The FDA immediately took notice of the recall and declared that while people with severe peanut allergies should avoid all the recalled Kellogg products, the danger of an allergic attack from the contamination is low. The concentration of peanut exposure in the recalled wheat flour is very low and not considered to cause any adverse or fatal reactions to an individual with peanut allergy. However, it is better to exercise caution. Kellogg also announced that so far they have received no reports of any allergic attacks or deaths caused by their products and they are taking all the necessary precautions to ensure that there is no damage. Moreover, Kellogg is also offering a full refund to consumers who have already bought the recalled products. A full list of all the products has been made available along with images on the official Kellogg website.

Under FALCPA, all edible products with traces or residues of peanuts or any other eight major allergens in the US are supposed to show a ‘May Contain’ warning on the food package. In the case of the current recall of Kellogg products, since the contamination is believed to have happened by accident, the packages will have no allergy warnings on them.

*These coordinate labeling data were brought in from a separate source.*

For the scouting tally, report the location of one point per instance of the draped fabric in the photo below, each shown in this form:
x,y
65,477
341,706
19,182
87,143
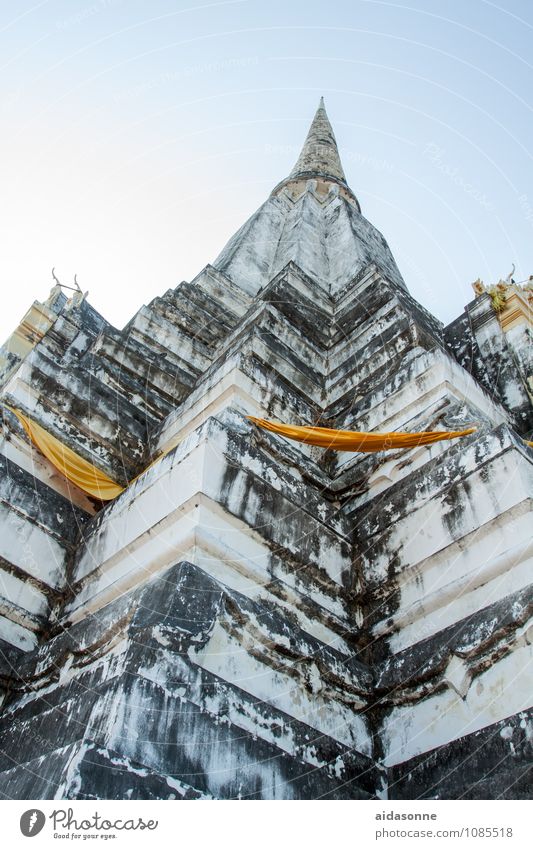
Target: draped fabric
x,y
77,470
352,440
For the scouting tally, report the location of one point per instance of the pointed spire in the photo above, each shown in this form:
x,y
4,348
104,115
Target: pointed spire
x,y
319,159
320,155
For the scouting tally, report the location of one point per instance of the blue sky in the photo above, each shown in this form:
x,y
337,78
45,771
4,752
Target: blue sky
x,y
138,136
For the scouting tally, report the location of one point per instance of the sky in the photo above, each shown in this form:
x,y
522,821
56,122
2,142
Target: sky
x,y
138,135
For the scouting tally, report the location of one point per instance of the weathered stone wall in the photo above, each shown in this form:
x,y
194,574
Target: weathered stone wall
x,y
253,617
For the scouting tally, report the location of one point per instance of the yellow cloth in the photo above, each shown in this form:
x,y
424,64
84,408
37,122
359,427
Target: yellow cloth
x,y
352,440
71,465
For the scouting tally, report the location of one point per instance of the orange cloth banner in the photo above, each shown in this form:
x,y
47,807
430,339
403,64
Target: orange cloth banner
x,y
71,465
353,440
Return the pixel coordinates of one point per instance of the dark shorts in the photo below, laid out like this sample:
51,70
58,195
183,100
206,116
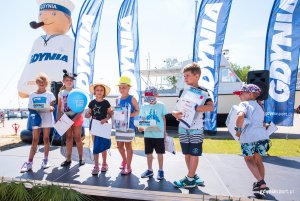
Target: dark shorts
191,141
260,147
154,143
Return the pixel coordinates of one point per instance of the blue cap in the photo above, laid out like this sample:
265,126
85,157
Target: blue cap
150,94
35,118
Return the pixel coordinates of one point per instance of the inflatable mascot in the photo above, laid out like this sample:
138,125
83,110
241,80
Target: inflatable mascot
52,52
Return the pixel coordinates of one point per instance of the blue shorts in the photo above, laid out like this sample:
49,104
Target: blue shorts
259,147
191,141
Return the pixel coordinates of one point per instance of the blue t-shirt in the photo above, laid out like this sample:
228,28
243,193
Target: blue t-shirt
127,103
154,112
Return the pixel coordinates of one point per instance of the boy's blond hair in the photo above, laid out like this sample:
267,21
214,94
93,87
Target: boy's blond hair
194,68
42,77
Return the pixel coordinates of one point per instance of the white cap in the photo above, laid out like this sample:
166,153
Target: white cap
65,6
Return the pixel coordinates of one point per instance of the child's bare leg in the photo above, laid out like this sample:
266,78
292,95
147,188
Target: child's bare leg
104,156
96,159
77,137
69,144
250,161
149,161
129,154
122,150
260,165
187,160
35,142
160,158
46,134
193,166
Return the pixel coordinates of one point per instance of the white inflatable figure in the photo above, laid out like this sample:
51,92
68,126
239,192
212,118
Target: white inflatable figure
52,52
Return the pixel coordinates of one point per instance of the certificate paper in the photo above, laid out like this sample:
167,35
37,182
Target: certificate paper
170,145
147,125
231,122
186,104
63,124
101,130
121,118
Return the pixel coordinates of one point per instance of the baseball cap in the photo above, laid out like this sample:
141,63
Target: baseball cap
150,94
248,88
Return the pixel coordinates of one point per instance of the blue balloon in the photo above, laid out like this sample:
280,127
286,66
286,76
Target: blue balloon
77,100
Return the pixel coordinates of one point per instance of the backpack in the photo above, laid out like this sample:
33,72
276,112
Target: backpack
101,144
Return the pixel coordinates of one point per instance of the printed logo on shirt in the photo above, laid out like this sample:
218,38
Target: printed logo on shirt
153,115
48,56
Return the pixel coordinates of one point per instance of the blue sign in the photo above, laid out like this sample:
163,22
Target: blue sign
85,43
208,43
281,59
128,45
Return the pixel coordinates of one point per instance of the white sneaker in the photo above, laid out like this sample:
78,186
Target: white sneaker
27,166
45,164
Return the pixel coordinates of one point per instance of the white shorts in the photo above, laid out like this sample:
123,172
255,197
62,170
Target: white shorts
47,120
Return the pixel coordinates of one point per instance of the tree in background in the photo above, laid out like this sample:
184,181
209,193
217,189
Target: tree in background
172,80
241,72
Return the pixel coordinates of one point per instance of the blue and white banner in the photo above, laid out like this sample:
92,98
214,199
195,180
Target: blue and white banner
208,43
281,59
128,45
85,43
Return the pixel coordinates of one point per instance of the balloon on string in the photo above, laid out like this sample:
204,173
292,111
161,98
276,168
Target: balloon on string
77,100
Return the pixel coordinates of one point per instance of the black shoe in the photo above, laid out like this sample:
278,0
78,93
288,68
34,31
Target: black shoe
81,162
66,163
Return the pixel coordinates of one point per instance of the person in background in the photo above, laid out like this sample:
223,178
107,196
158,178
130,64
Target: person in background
41,111
254,138
76,128
99,109
191,139
127,100
154,140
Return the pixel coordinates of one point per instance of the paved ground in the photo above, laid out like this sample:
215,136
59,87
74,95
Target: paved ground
223,174
282,132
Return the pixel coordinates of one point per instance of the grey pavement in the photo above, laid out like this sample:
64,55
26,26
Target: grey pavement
224,174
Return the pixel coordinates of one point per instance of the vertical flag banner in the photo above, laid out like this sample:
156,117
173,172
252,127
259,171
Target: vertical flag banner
281,59
128,45
85,43
208,43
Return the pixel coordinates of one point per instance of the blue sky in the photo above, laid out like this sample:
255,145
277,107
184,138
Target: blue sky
166,29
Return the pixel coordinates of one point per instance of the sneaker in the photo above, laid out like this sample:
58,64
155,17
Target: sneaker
27,166
45,164
147,174
160,175
198,180
104,168
123,165
81,162
95,171
185,183
66,163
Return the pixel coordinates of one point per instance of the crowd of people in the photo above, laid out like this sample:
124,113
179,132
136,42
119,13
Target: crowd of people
254,139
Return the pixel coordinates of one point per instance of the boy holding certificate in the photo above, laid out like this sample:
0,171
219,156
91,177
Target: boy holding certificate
100,111
153,110
193,101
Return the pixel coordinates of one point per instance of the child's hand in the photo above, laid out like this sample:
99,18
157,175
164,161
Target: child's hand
238,133
88,114
103,121
51,108
177,115
141,129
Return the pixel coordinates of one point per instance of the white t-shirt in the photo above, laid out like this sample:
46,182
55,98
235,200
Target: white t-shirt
198,121
63,95
49,58
255,131
43,101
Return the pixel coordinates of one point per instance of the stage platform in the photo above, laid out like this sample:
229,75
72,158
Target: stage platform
224,174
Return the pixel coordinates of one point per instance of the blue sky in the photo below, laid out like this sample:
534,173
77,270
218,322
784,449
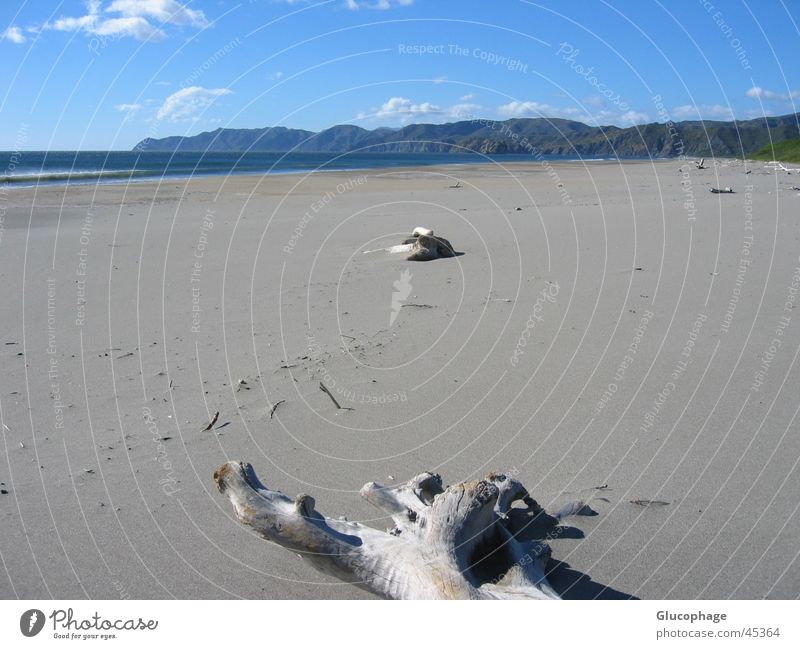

Many of you may be wondering how wheat flour can be contaminated with peanut residues? Well you may be surprised to know that such contamination is pretty common and has been a sore problem for the FDA since many years. In this particular case of contamination, let us take a look at the original source of the contamination: a 100 years old independent flour miller known as ‘Grain Craft’. More than six weeks ago when news of contamination at Grain Craft broke, the company stated  that they have “learned of the intermittent presence of peanut in the wheat flour supplied by one of our flour mills in Georgia,” and they “had determined the source to be soft red winter wheat grown in peanut producing regions of the South.” Since Grain Craft is one of the largest flour millers in the US, the issue is of grave concern. However, the manufacturers do seem to be on hand in solving the current problem.

“We have been working with our customers and the FDA as they continue to conduct assessments of their products and evaluate next steps, including potential recalls. Any future notification of consumer product recalls will come directly from the FDA or finished product manufacturers, not from Grain Craft,” said a spokesperson for Grain Craft.

Another nagging question that comes to mind is- How do wheat crops come in contact with peanuts back in the good old South? This still remains a mystery. Despite relentless efforts, the FDA is still at a loss to answer how the two crops cross paths.

“I can’t think of a way that it could happen in the field,” says Joy Carter Crosby, director of communications for the Georgia Peanut Commission.

In southern Georgia, the peanut crops are grown between crops of cotton and corn. When it is time for harvesting, the crops are taken to the warehouse and then shipped in sealed bags. In the current case, the FDA carried out tests at the warehouses and other facilities but is still unable to form a basis as to why the contamination of wheat with peanut is increasing with an alarming frequency.